The sarcastic giggles and rolling eyes have ceased to exist in Seattle, where hope suddenly springs eternal after the Seahawks’ undeniably impressive 41-36 wild-card victory over the defending Super Bowl-champion Saints last Saturday at Qwest Field. For a lot of different reasons, Pete Carroll’s Seahawks have become a far different team the past two weeks. after looking mostly lousy in losing seven of their previous nine games.
While most league observers remained more than a little skeptical following Seattle’s prime-time, playoff-clinching victory over a Rams team with its share of significant shortcomings, well-deserved praise has been the order of the day following their stunning victory over the Saints. Can the Seahawks possibly pull of the unthinkable as 9½-point underdogs this Sunday in a rematch against a Bears team they actually beat rather convincingly back in Week Six? After what they pulled off against the Saints, displaying tremendous fire and energy on both sides of the ball, stranger things can certainly happen.
The PFW Spin
I am writing the following sentence with a completely straight face: If the Seahawks beat the Bears this Sunday and the Packers beat the Falcons the night before in Atlanta, Seattle will host the NFC championship game at Qwest Field two weeks from now. Exactly one week ago, there wasn’t a football commentator anywhere I know of on this universe that thought the Seahawks had a snowball’s chance in hell of beating the Saints. I said as much in print, and I paid the price, receiving feedback from a few PFW readers (who I suspect were also very loyal Seahawks fans) who said I should be ashamed of myself. To them I say: “Touché”
With the Seahawks seeming so miscast a week ago at this time, entering the postseason as the biggest home underdog in league history, I couldn’t stop coming up with reasons why I believed they would be one and done after a likely dismantling by Drew Brees and the Saints.
But when a team does what the Seahawks did Saturday, it behooves chroniclers like me to go out of our way to give them the benefit of the doubt as much as possible. When a team pulls off an upset like the one the Seahawks pulled off, the objective changes from ripping them like there’s no tomorrow to finding legitimate reasons why they might be in position to pull off a second consecutive stunner.
For starters, as I’ve already indicated, the Seahawks already cleaned the Bears’ clocks once this season. The score was 23-20, but the game wasn’t nearly as close as the score would indicate. I will say that the Bears appear to be a much better team at the moment than they were back in Week Six, when offensive coordinator Mike Martz was still stuck in a pass-happy mode before coming to his senses and incorporating the run game more into the mix. That said, the Bears have been ridiculously lucky this season. Their offense is ranked 30th in yards gained. Their defense is ranked 20th against the pass. Their offensive line, which surrendered six sacks in the first meeting with Seattle, is still extremely vulnerable.

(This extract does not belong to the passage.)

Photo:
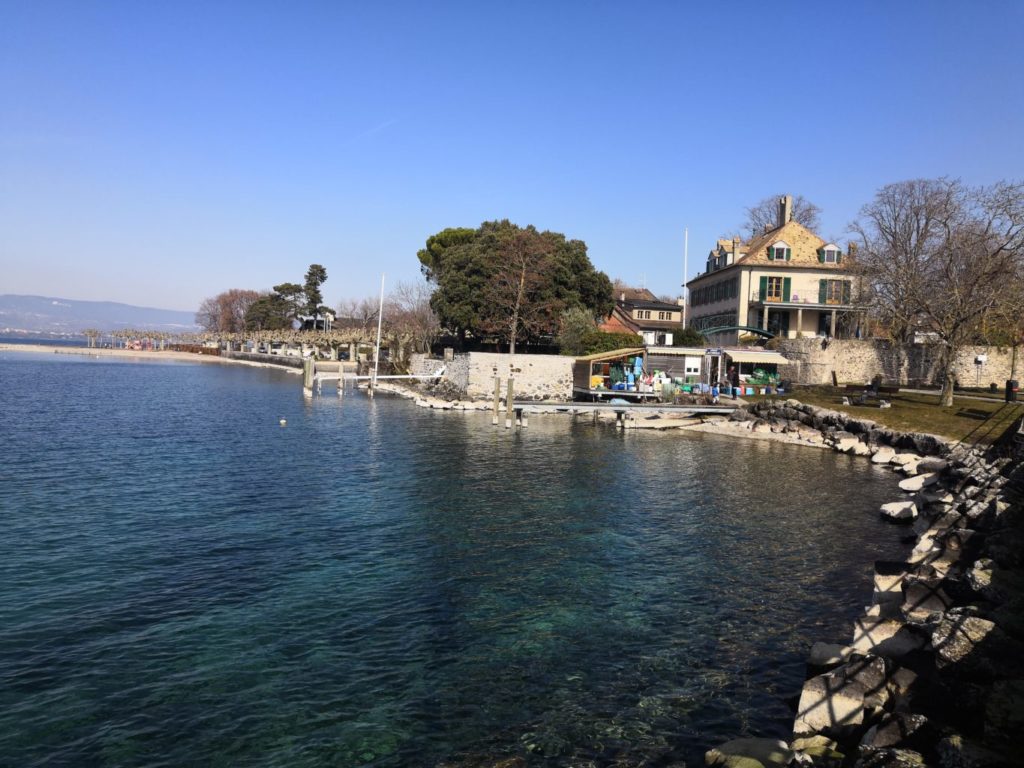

Did I mention that Bears QB Jay Cutler will be making his first playoff start, whereas Matt Hasselbeck, who had a game for the ages against New Orleans, will be making his 11th postseason start? Did you know that QBs making their first start in the playoffs since 2003 have a 5-19 record? You do now.
I leave you with one last thought regarding the Seahawks’ chances. The Bears definitely could be in a world of trouble if Marshawn Lynch marches into Chi-town with the same kind of mo-jo he displayed against the Saints. Lynch proved how much of a one-man wrecking crew he can be with his 67-yard TD run against the Saints that was one of the best runs in playoff history. Memo to Bears LBs Brian Urlacher and Lance Briggs: beware.